Note that in the case of count_where and percent_where an additional value parameter is required.

Items in aggregations

input_aggregations: object

One item per input column. Each key should be the name of an input column, and each value an object defining one or more aggregations for that column. An individual aggregation consists of the name of a desired output column, mapped to a specific aggregation function. For example:

{
  "input_col": {
    "output_col": {"func": "sum"}
  }
}
Items in input_aggregations

aggregation_func: object

Object defining how to aggregate a single output column. Needs at least the "func" parameter. If the aggregation function accepts further arguments, like the "value" parameter in case of count_where and percent_where, these need to be provided also. For example:

{
  "output_col": {"func": "count_where", "value": 2}
}
Items in aggregation_func

func: string

Aggregation function.

Must be one of: "n", "size", "count", "sum", "mean", "n_unique", "count_where", "percent_where", "concatenate", "max", "min", "first", "last", "concat_lists", "unique", "list"

Example parameter values:

  • Including an aggregation function with additional parameters:

    {
      "product_id": {
        "products": {"func": "list"},
        "size": {"func": "count"}
      },
      "item_total": {
        "total": {"func": "sum"},
      },
      "item_category": {
        "num_food_items": {"func": "count_where", "value": "food"}
      }
    }
    

drop_nan: boolean = False

Whether to ignore missing values (NaNs) in group columns. If false (default), missing values (NaNs) will be grouped together in their own group. Otherwise, rows containing NaNs in the group column will be ignored.

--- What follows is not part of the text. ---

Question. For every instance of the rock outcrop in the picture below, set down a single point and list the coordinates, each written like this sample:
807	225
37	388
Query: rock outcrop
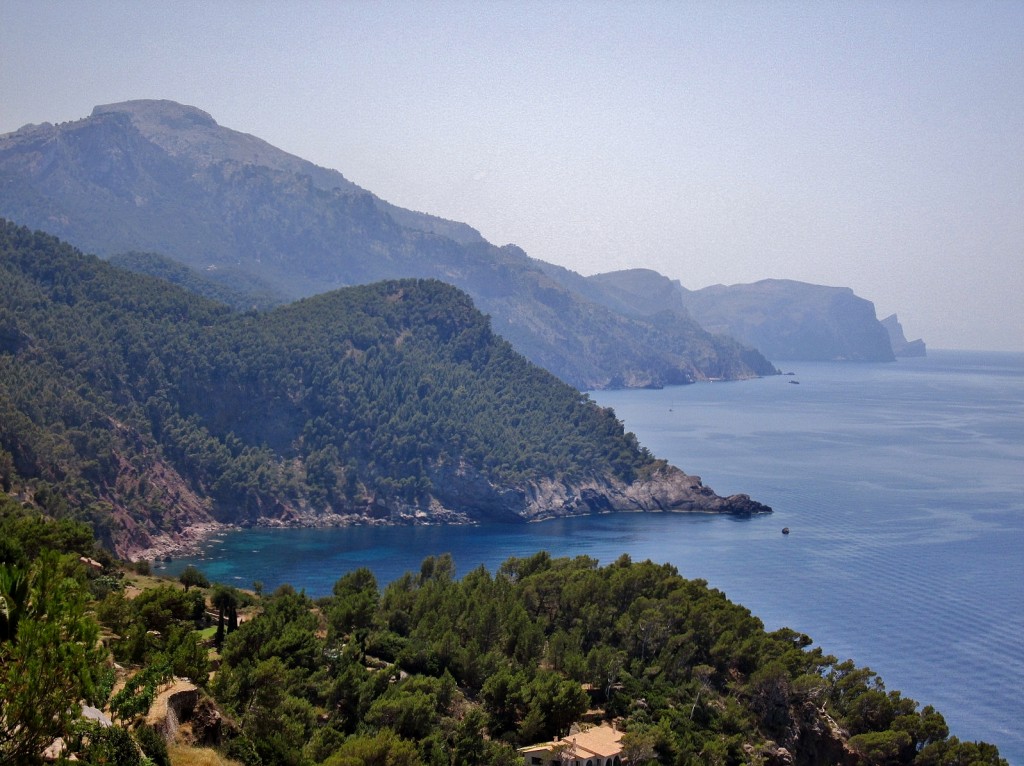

sort_groups: boolean = False

Whether to sort groups by values in the grouping columns. This doesn't affect sorting of rows within groups, which is always maintained (and may depend on the presort parameter), but only the ordering amongst groups. If the order of groups is not important, leaving this off will usually result in faster execution (false by default) .


force_pandas: boolean = False

Enforce use of Pandas aggregation. Normally, depending on dataset size, the step will automatically switch between Pandas and Dask aggregation, preferring whichever represents a better trade-off between execution-time and memory usage. For very large datasets, Dask is the only viable method, but Dask has limitations when it comes to sorting. For intermediate dataset sizes, and if you need to sort the dataset before aggregation on more than a single column, you can try enforcing the use of Pandas if otherwise you see warning or errors related to sorting.